Re: Assertion failure twophase.c (testing HS/SR)

Поиск
Список
Период
Сортировка
От Heikki Linnakangas
Тема Re: Assertion failure twophase.c (testing HS/SR)
Дата
Msg-id 4B881D7E.1080304@enterprisedb.com
обсуждение исходный текст
Ответ на Assertion failure twophase.c (testing HS/SR)  ("Erik Rijkers" <er@xs4all.nl>)
Список pgsql-hackers
Erik Rijkers wrote:
> 9.0devel (cvs yesterday) primary+server, with this patch:
>   extend_format_of_recovery_info_funcs_v2.patch
>   ( http://archives.postgresql.org/pgsql-hackers/2010-02/msg02116.php )
>
> A large (500 GB) restore left to run overnight, gave the below crash. The standby was restarted,
> and seems to be catching up OK.
>
> LOG:  entering standby mode
> LOG:  redo starts at 0/1000020
> LOG:  consistent recovery state reached at 0/2000000
> LOG:  database system is ready to accept read only connections
> TRAP: FailedAssertion("!(((xid) != ((TransactionId) 0)))", File: "twophase.c", Line: 1201)
> LOG:  startup process (PID 21044) was terminated by signal 6: Aborted
> LOG:  terminating any other active server processes
> LOG:  database system was interrupted while in recovery at log time 2010-02-26 06:42:14 CET
> HINT:  If this has occurred more than once some data might be corrupted and you might need to
> choose an earlier recovery target.
> cp: cannot stat `/var/data1/pg_stuff/dump/hotslave/replication_archive/00000001000000150000003F':
> No such file or directory
> LOG:  entering standby mode
> LOG:  redo starts at 15/3400E828
> LOG:  consistent recovery state reached at 15/6D6D9FD8
> LOG:  database system is ready to accept read only connections

Aha, there seems to be a typo in KnownAssignedXidsRemoveMany(), see
attached patch.

But I wonder how an invalid XID found its way to that function, with
keepPreparedXacts==true? I don't think that should happen; it's called
from ExpireOldKnownAssignedTransactionIds(), which is called from
ProcArrayApplyRecoveryInfo() and at replay of checkpoint records in
xlog_redo. So either the oldestRunningXid value in a running-xacts
record or the nextXid field in a checkpoint record is invalid, and
neither should ever be.

We need to track that down, but in any case we should add an assertion
to ExpireOldAssignedTransactionIds() so that we still catch such cases
after fixing KnownAssignedXidsRemoveMany().

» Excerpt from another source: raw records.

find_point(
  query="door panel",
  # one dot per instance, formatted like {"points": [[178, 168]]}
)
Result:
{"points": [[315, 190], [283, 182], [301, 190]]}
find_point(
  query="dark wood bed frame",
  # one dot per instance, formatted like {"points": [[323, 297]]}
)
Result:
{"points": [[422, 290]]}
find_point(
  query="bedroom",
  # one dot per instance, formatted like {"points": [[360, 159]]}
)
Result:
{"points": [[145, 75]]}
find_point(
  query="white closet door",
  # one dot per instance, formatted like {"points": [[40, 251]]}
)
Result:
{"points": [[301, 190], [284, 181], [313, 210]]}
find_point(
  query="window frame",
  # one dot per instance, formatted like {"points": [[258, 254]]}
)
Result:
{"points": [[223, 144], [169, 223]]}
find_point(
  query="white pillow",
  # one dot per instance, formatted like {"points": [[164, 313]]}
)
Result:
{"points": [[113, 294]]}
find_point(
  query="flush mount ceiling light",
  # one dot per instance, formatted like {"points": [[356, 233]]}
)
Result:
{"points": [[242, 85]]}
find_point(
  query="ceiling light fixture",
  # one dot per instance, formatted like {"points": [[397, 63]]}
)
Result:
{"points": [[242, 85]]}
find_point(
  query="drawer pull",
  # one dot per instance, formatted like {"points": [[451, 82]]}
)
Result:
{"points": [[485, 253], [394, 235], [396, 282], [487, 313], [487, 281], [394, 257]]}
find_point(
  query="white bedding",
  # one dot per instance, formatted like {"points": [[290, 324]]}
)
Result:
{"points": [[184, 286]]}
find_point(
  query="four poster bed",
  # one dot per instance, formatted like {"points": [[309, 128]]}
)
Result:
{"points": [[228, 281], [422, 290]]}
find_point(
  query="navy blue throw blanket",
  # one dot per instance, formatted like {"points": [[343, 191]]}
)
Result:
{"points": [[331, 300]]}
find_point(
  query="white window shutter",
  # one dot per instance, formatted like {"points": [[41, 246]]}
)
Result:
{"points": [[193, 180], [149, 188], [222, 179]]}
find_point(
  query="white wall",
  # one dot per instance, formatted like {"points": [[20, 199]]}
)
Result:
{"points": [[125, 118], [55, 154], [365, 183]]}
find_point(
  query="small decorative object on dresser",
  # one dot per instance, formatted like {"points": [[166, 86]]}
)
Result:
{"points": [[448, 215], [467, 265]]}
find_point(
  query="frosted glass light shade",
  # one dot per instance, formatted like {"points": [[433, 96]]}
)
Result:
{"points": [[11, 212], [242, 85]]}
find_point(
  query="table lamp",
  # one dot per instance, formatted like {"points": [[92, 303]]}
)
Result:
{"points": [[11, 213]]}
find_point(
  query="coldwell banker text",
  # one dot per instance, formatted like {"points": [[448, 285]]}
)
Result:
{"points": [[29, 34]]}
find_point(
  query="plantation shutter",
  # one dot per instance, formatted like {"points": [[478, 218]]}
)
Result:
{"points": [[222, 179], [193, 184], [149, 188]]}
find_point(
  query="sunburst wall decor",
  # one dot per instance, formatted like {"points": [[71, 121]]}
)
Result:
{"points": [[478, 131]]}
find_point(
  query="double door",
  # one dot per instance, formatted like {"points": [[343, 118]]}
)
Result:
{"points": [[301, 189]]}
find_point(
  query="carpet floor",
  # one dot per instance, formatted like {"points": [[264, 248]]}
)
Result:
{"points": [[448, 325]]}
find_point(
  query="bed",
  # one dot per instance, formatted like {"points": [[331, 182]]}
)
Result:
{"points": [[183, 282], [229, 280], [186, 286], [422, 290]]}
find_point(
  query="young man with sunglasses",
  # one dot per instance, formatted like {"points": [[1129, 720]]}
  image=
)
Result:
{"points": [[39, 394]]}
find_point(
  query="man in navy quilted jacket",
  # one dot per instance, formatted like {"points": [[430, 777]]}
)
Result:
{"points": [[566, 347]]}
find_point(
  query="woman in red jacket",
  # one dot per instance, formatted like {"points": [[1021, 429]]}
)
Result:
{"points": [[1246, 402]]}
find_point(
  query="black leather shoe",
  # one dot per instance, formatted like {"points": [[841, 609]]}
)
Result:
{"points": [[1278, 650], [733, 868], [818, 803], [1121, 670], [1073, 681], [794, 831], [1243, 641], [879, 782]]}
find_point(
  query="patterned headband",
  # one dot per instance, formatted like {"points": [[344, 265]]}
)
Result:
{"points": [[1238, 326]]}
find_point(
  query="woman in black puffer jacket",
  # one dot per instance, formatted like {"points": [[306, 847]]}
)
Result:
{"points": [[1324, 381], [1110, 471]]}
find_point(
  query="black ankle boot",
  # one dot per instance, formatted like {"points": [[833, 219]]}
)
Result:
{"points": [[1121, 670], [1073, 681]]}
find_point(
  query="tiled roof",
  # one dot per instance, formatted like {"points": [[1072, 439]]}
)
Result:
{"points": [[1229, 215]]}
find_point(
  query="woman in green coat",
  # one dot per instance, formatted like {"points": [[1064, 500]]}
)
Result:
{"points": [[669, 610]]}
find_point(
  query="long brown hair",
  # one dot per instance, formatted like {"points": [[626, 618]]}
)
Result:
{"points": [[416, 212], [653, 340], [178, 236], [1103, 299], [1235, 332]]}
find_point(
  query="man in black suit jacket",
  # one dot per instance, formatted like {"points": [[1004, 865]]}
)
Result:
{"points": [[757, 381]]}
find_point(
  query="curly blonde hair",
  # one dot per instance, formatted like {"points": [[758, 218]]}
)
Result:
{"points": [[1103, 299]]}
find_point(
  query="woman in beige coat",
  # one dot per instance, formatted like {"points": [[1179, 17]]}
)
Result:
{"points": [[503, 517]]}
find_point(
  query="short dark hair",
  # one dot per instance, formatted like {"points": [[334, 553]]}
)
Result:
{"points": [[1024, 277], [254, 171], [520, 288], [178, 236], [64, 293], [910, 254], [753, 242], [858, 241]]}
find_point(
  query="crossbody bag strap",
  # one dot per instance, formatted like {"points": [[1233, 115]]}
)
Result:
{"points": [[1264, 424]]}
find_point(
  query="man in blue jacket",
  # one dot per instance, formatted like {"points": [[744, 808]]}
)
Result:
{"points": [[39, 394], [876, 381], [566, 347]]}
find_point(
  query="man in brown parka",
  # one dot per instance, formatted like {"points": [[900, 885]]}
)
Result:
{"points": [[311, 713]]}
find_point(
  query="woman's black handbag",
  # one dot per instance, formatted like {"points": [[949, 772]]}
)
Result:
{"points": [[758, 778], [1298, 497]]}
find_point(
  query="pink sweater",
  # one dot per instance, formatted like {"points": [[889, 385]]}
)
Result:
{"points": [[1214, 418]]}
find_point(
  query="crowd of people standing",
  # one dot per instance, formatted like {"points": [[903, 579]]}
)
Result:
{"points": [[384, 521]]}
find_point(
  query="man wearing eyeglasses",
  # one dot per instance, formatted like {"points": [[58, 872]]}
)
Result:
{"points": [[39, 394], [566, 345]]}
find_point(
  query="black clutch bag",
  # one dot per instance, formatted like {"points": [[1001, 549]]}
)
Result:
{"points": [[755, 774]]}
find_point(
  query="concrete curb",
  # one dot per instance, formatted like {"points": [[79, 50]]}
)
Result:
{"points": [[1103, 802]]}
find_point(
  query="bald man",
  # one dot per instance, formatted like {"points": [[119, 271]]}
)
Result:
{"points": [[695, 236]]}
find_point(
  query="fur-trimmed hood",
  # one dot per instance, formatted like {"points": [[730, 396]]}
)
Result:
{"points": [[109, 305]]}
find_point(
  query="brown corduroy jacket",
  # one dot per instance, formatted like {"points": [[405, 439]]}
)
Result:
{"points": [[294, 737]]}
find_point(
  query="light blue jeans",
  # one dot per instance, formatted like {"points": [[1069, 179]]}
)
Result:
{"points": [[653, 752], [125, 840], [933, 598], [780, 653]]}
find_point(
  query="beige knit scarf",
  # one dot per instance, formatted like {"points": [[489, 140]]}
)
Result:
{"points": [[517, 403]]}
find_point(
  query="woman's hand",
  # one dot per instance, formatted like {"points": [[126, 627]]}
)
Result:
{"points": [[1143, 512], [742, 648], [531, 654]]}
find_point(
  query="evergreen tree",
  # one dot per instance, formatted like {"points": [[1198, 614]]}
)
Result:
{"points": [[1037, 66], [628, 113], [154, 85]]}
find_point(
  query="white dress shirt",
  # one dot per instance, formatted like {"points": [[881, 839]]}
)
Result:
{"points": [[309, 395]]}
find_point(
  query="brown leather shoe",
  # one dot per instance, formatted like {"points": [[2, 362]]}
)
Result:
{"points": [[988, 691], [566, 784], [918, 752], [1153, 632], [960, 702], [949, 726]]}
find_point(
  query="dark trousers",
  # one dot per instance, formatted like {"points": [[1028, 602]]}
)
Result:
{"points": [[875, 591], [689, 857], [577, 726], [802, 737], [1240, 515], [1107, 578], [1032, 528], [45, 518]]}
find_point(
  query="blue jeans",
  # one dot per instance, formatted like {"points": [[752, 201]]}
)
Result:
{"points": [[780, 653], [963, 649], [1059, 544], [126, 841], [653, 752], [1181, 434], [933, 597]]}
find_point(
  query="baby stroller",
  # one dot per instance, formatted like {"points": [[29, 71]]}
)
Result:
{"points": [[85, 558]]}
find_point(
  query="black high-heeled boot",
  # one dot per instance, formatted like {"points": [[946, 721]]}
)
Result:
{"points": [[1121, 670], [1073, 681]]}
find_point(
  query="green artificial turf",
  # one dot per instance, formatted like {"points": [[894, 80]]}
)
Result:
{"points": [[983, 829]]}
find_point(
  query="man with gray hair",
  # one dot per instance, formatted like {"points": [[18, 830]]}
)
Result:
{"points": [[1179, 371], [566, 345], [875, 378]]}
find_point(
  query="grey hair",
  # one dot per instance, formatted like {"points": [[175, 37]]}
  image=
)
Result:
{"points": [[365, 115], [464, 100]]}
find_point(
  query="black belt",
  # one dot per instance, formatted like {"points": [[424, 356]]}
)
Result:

> (btw, I think I have seen this exact same one (File "twophase.c", Line: 1201) a few times before,
> without reporting it here, so it might have no connection to this particular patch. Sorry to be
> vague about that)

Thanks for the report, an assertion failure is always a bug.

--
  Heikki Linnakangas
  EnterpriseDB   http://www.enterprisedb.com
diff --git a/src/backend/storage/ipc/procarray.c b/src/backend/storage/ipc/procarray.c
index 12de877..4691c51 100644
--- a/src/backend/storage/ipc/procarray.c
+++ b/src/backend/storage/ipc/procarray.c
@@ -2317,6 +2317,7 @@ ExpireAllKnownAssignedTransactionIds(void)
 void
 ExpireOldKnownAssignedTransactionIds(TransactionId xid)
 {
+    Assert(TransactionIdIsValid(xid));
     LWLockAcquire(ProcArrayLock, LW_EXCLUSIVE);
     KnownAssignedXidsRemoveMany(xid, true);
     LWLockRelease(ProcArrayLock);
@@ -2512,7 +2513,7 @@ KnownAssignedXidsRemoveMany(TransactionId xid, bool keepPreparedXacts)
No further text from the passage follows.